En 2005, 2,8 millions d'enfants vivaient dans une famille monoparentale selon l'Insee.
©Reuters

Allô maman ?

En 2005, 2,8 millions d'enfants vivaient dans une famille monoparentale selon l'Insee. Depuis les années 1960, le nombre de ces familles, le plus souvent une mère seule avec ses enfants, n'a cessé d'augmenter.

Atlantico : La famille monoparentale est aujourd’hui une structure de plus en plus banale dans la société occidentale dont il est impossible de faire la critique sans être taxé de conservateur ou d’intolérant. Que sait-on aujourd’hui l’impact réel d’une éducation monoparentale sur la réussite des enfants ?
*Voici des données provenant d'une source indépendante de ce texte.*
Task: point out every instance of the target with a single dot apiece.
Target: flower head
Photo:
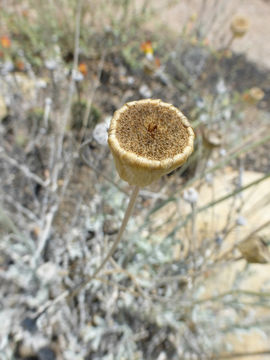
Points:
(211, 138)
(149, 138)
(239, 26)
(147, 48)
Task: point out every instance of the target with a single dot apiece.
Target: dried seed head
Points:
(239, 26)
(149, 138)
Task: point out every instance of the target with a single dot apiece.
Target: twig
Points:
(24, 169)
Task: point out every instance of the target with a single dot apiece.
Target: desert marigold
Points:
(5, 42)
(239, 26)
(149, 138)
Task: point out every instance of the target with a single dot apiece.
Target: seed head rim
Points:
(138, 161)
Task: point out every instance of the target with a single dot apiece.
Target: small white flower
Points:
(47, 272)
(41, 84)
(51, 64)
(203, 118)
(222, 152)
(200, 103)
(48, 101)
(145, 91)
(77, 76)
(7, 67)
(100, 133)
(209, 178)
(149, 56)
(221, 87)
(130, 80)
(191, 196)
(241, 220)
(227, 114)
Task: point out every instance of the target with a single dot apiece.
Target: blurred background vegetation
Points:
(191, 278)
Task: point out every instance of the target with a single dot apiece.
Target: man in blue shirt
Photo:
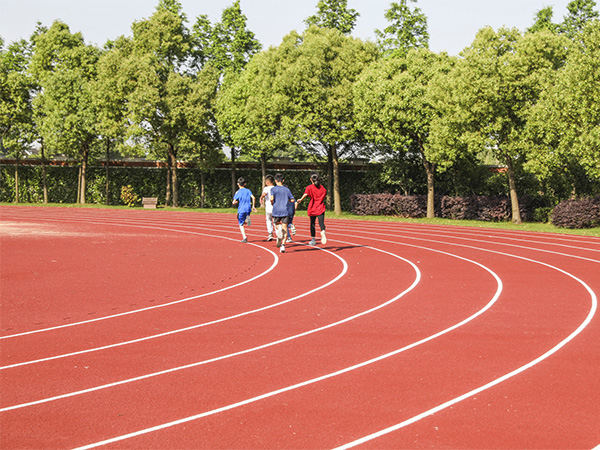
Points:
(281, 197)
(245, 201)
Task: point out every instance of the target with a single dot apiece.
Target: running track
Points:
(154, 329)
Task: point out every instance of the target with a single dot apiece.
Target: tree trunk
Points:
(44, 182)
(233, 177)
(106, 168)
(430, 170)
(202, 189)
(17, 199)
(83, 174)
(328, 199)
(263, 168)
(168, 188)
(173, 156)
(512, 186)
(337, 199)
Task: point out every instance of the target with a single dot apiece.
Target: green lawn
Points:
(529, 226)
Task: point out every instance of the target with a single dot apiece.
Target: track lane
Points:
(248, 421)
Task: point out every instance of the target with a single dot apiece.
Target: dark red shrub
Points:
(577, 213)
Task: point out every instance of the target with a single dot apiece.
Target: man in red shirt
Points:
(316, 208)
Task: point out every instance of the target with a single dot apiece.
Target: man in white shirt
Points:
(265, 200)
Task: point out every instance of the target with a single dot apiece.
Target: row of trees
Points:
(528, 101)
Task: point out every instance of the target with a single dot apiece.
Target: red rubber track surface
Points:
(237, 346)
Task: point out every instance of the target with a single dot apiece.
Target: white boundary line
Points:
(321, 378)
(429, 412)
(112, 316)
(450, 233)
(368, 235)
(193, 327)
(242, 352)
(447, 404)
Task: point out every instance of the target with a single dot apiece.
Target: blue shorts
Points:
(242, 217)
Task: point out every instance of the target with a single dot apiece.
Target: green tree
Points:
(319, 70)
(394, 108)
(334, 14)
(110, 99)
(228, 45)
(564, 127)
(492, 90)
(65, 68)
(580, 13)
(203, 145)
(251, 110)
(156, 83)
(407, 29)
(543, 21)
(16, 85)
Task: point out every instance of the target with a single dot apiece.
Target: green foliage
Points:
(16, 113)
(227, 45)
(251, 110)
(334, 14)
(128, 196)
(543, 21)
(407, 29)
(581, 12)
(564, 127)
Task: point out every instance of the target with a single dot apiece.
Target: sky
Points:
(452, 24)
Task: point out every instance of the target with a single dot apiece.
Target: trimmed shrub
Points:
(474, 207)
(577, 213)
(128, 196)
(542, 214)
(460, 208)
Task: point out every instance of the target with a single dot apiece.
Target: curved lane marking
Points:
(553, 350)
(242, 352)
(193, 327)
(112, 316)
(449, 403)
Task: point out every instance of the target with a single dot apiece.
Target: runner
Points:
(316, 208)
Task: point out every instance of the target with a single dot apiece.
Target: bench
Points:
(149, 202)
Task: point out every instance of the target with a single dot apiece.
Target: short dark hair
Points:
(315, 179)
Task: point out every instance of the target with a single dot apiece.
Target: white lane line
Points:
(427, 238)
(242, 352)
(457, 234)
(449, 233)
(193, 327)
(112, 316)
(317, 379)
(449, 403)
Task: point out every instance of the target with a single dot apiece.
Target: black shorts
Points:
(279, 220)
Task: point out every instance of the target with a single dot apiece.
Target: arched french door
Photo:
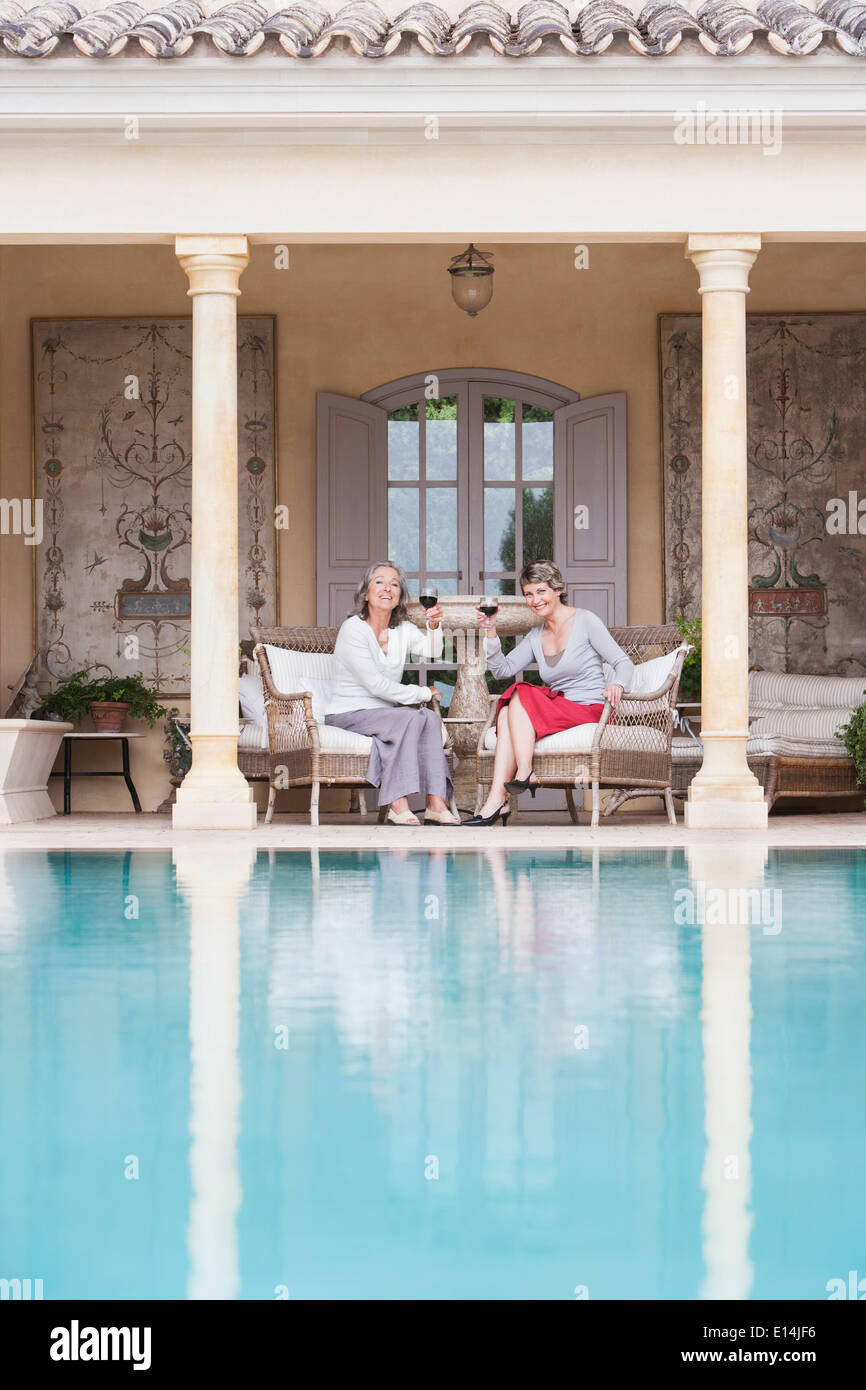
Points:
(464, 476)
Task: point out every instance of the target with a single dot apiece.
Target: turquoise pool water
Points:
(433, 1076)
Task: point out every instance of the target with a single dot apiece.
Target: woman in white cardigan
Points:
(367, 697)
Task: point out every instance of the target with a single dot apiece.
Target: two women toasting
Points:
(569, 645)
(369, 695)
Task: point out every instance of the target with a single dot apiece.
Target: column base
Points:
(726, 815)
(214, 815)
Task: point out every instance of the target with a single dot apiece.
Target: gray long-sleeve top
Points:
(578, 673)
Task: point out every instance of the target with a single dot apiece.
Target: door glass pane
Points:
(403, 527)
(442, 439)
(441, 528)
(537, 445)
(498, 439)
(403, 444)
(498, 528)
(537, 524)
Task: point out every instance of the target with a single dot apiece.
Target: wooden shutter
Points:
(590, 470)
(352, 499)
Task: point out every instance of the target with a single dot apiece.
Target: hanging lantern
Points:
(471, 280)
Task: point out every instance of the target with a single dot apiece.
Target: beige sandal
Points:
(439, 818)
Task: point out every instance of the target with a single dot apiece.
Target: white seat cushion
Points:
(253, 734)
(250, 692)
(578, 740)
(334, 740)
(298, 672)
(651, 676)
(331, 740)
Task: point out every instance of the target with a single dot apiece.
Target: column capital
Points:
(213, 264)
(723, 260)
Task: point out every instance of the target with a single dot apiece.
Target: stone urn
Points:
(470, 702)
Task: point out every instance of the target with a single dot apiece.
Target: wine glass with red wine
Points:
(489, 606)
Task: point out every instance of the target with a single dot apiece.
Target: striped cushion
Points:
(781, 747)
(808, 724)
(779, 690)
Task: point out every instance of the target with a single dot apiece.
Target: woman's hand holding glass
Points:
(434, 616)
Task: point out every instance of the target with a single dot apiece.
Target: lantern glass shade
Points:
(471, 280)
(471, 291)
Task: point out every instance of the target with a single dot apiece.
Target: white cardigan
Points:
(366, 677)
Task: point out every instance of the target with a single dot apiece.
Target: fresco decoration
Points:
(113, 455)
(806, 460)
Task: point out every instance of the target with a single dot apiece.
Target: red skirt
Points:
(551, 710)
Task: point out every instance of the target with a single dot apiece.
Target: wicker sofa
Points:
(631, 754)
(300, 749)
(791, 747)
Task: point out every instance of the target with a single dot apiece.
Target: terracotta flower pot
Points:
(109, 715)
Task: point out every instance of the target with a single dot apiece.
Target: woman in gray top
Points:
(569, 645)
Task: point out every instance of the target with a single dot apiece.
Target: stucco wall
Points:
(352, 317)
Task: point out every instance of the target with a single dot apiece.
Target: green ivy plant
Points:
(72, 698)
(690, 680)
(854, 737)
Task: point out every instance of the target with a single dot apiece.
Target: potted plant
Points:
(854, 737)
(690, 680)
(109, 701)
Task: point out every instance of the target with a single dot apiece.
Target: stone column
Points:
(724, 792)
(214, 794)
(213, 883)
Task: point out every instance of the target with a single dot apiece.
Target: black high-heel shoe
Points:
(516, 787)
(491, 820)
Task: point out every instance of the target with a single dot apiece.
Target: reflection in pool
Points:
(433, 1075)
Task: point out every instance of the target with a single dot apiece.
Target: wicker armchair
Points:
(630, 754)
(295, 754)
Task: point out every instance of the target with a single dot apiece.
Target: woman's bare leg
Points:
(523, 737)
(503, 765)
Gérard Neyrand :La stigmatisation des enfants vivant dans des familles monoparentales a relativement baissé en raison de deux facteurs. D’abord, l’augmentation des familles monoparentales en fait aujourd’hui une situation banale et en même temps le mariage perd de son importance en tant qu’institution fondatrice de la famille. Ensuite, les travaux sociologiques diffusés dans les années 1980 ont montré que l’impact éducatif sur les enfants était très faible. S’il existe un impact affectif sur les enfants au moment de la séparation, ils retrouvent un équilibre assez rapidement. La situation d’une famille monoparentale a peu d’impact sur la bonne éducation des enfants. Cela est lié au fait que le parent qui garde l’enfant s’investit davantage et sacrifie sa vie personnelle.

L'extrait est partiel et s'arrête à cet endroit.